We can see that most of these studies use misoprostol in Ajman with the time interval from 3 hours to 6 hours, and their result had a good abortion rate and short induction to abortion interval. It seems that 3–6 hours interval is a good choice for mid-trimester termination.
About the route of administration
Many studies investigated the different routes of administration of misoprostol, such as orally, vaginally, buccally, and sublingually, even with titrated oral misoprostol has been reported.
Oral misoprostol is as effective as vaginal misoprostol if the dose was doubled. In the following year, a randomized trial of oral versus vaginal misoprostol was conducted by Gilbert and Reid and suggested that the vaginal route of administration was significantly more effective.
When comparing sublingual and vaginal routes, sublingual and vaginal misoprostol are equally safe and effective for mid-trimester pregnancy termination. We sometimes recommend that the optimal route for administrating misoprostol is vaginally.
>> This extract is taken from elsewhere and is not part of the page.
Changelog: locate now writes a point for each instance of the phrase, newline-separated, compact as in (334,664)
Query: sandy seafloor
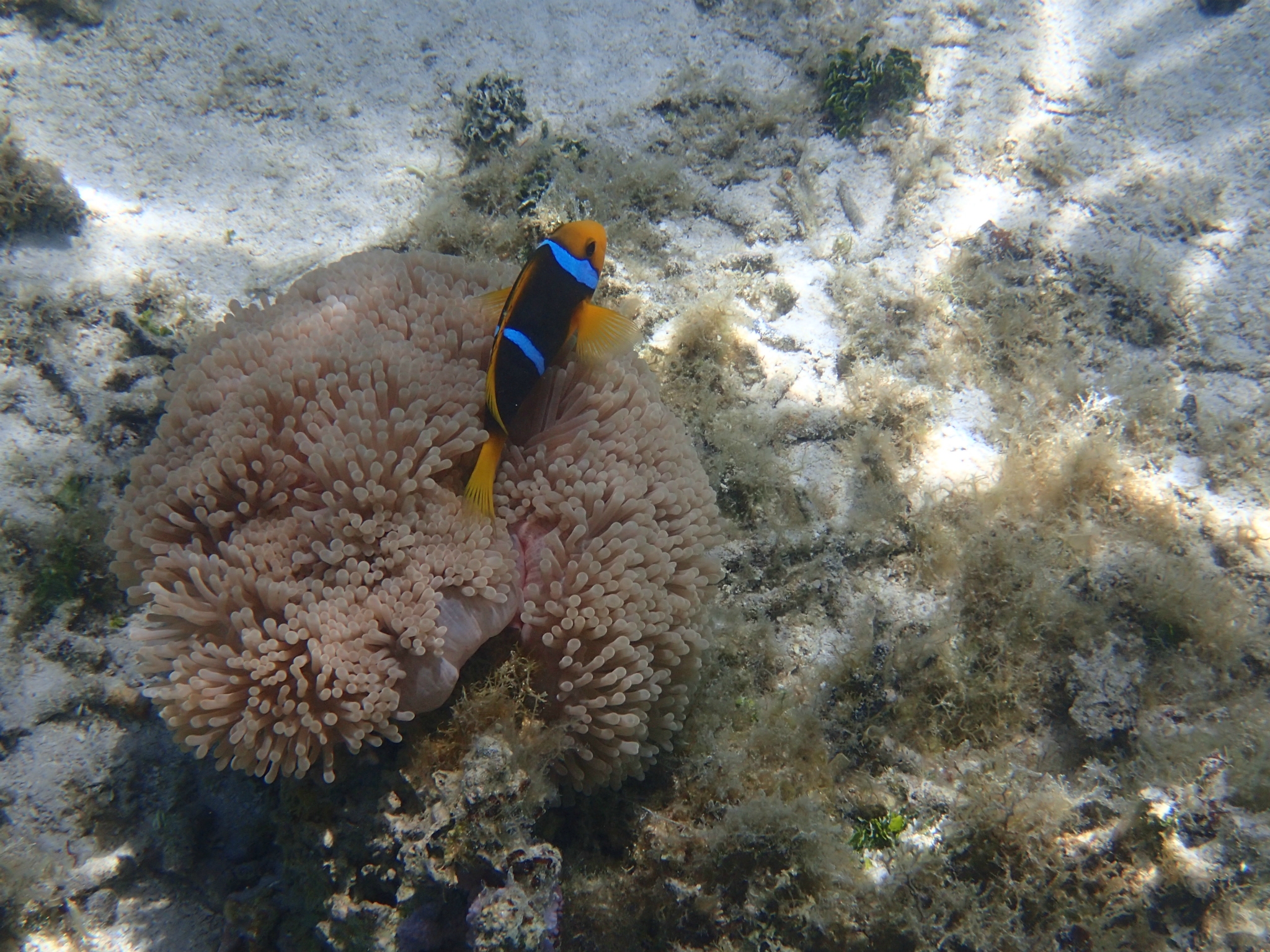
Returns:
(1094,127)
Adverse effects of misoprostol in Ajman
Many adverse effects of misoprostol have been reported, include diarrhea, abdominal pain, headache, menstrual cramps, nausea and flatulence, chills, shivering, and fever, all of them are dose-dependent. The most common side effects are chills/shivering (38%), fever (35%), and diarrhea (24%).
Cytotec in UAE | Cytotec in Ajman
Multiple trials have proved that misoprostol in Ajman is an effective agent for termination of second-trimester pregnancy. For termination of second-trimester pregnancy, using the combination of mifepristone and misoprostol seems to have the highest efficacy and shortest abortion time interval.
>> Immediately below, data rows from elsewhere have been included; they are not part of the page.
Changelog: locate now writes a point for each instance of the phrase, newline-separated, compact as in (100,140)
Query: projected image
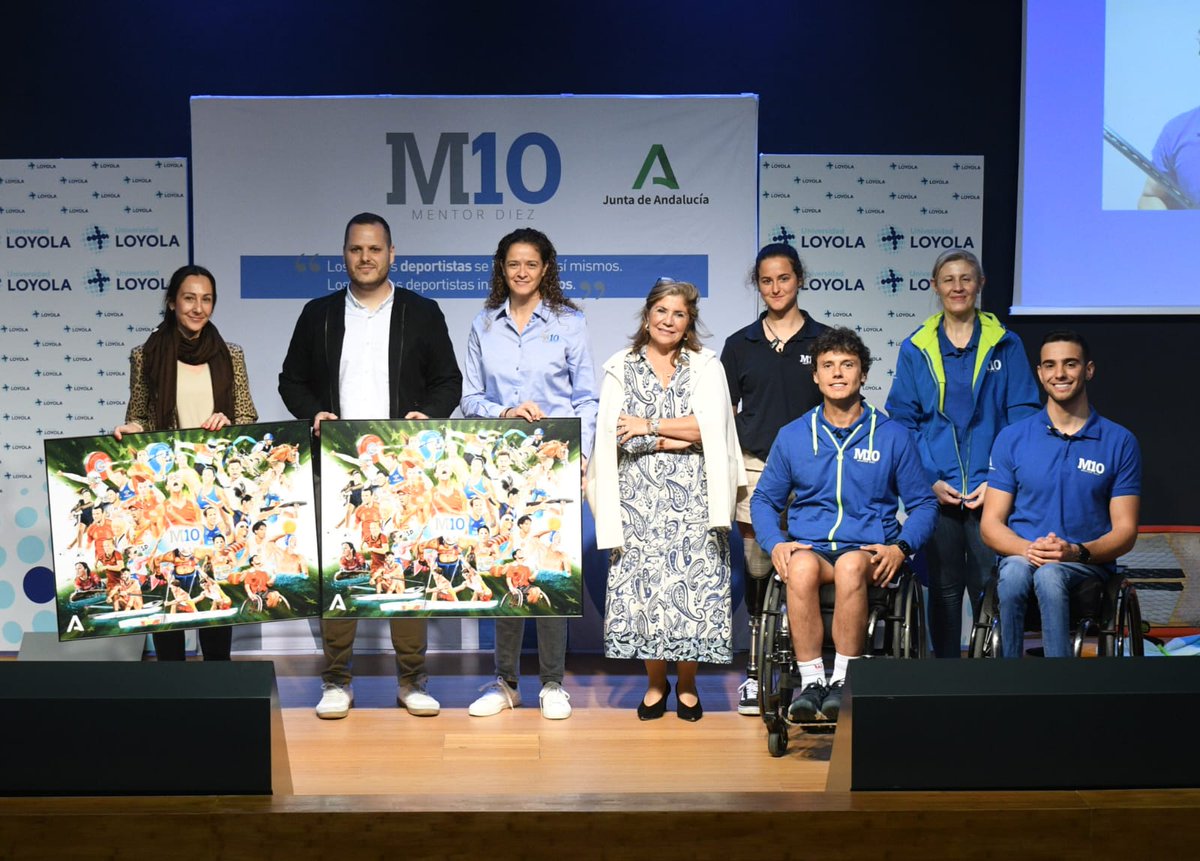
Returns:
(1151,106)
(181,529)
(472,517)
When mifepristone is not available, cytotec (misoprostol) alone is a good alternative. Misoprostol, 400 μg given vaginally every 3–6 hours, is probably the optimal regimen for second-trimester abortion. More than 800 μg of misoprostol is likely to have more side effects, especially diarrhea.
Although, misoprostol can be used in women with scarred uterus for termination of second-trimester pregnancy, it is recommended that women with a scarred uterus should receive lower doses and do not double the dose if there is no initial response.